Betrachtungen

Was Yoga für mich bedeutet

Es gibt viel Literatur darüber, was Yoga ist oder sein könnte.
Für mich setzt sich Yoga aus vielen Aspekten zusammen, die ein Ganzes bilden.

In dieses Ganze fließt das Weltbild der Veden ein. Dort heißt es Alles ist Eins, was ein Miteinander zwischen oben und unten, innen und außen auf allen Ebenen des Lebens bedeutet. Daraus folgt für mich eine bestimmte Sichtweise auf meine alltäglichen Handlungen. In der Bhagavadgita steht Yoga ist Geschicklichkeit im Handeln (II,50). Diese ‚Geschicklichkeit‘ stellt sich bei mir ein, wenn ich ein Gespür für die Aussage von Swami Vivekananda entwickle: „Geh in dich hinein und hole das Wissen aus deinem eigenen Selbst heraus. Du bist das größte Buch, das jemals war und jemals sein wird, der unendliche Verwalter von allem, was ist. Alle äußere Belehrung ist vergebens, solange der innere Lehrer nicht erwacht. Es muss dazu führen, dass das Buch des Herzens sich öffnet, um wertvoll zu sein“.
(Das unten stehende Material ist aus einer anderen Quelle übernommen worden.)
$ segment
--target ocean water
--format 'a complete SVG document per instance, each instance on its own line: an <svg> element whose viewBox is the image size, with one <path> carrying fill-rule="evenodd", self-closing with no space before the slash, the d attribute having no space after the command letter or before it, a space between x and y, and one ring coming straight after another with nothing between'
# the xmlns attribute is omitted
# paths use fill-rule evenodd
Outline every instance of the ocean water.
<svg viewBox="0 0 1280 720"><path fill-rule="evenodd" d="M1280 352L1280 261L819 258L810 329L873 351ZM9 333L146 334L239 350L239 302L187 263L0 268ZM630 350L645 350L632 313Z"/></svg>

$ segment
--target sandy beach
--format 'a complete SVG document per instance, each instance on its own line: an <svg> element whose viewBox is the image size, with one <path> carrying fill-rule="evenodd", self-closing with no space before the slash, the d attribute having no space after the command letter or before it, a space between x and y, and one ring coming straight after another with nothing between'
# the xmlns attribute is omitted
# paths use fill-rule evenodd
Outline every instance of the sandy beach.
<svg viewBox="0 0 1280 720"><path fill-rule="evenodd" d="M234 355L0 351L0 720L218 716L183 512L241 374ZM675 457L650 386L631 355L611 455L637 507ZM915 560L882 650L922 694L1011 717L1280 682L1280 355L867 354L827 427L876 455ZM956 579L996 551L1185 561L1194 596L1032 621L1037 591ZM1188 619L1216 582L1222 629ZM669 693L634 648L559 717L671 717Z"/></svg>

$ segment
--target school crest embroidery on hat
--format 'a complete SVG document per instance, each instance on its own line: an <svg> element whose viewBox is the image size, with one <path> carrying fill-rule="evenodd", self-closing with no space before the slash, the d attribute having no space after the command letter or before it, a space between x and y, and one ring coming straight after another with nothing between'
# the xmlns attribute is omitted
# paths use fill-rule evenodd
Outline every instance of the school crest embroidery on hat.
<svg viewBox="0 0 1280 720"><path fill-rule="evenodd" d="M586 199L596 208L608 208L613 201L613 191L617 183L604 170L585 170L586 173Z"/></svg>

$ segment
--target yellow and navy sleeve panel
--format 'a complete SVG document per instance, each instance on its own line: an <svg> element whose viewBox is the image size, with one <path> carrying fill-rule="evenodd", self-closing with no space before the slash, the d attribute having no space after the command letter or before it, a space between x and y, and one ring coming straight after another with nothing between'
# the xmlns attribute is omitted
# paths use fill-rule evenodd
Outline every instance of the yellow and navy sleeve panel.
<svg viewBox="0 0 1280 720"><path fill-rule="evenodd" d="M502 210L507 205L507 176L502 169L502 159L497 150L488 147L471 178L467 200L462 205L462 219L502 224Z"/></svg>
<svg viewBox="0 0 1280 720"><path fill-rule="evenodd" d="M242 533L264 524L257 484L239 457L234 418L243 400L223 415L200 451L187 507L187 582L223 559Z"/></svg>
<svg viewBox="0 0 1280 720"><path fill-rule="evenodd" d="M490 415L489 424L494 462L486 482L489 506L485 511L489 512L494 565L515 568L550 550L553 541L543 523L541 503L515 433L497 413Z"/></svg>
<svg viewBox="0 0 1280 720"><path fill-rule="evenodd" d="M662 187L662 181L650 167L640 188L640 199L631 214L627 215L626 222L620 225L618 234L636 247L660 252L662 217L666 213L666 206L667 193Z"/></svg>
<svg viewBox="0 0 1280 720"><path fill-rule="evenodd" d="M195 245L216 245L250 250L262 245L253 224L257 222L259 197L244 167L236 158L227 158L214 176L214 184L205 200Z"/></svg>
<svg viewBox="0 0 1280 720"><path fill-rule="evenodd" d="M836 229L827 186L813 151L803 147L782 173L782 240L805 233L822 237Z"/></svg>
Diese Yoga-Weisheiten prägen meinen Alltag im Sinne von All life is Yoga wie es der Integrale Yoga formuliert und es sind diese Gedanken, die meinen Hathayoga-Unterricht beeinflussen. Zum Hathayoga gehören Asanas, die Köperhaltungen. Hierbei geht es mir darum, diese in einer Haltung der Achtsamkeit dem eigenen Körper gegenüber auszuüben. Atem-, Entspannungs-, Kontemplationsübungen und Meditation begleiten den Unterricht.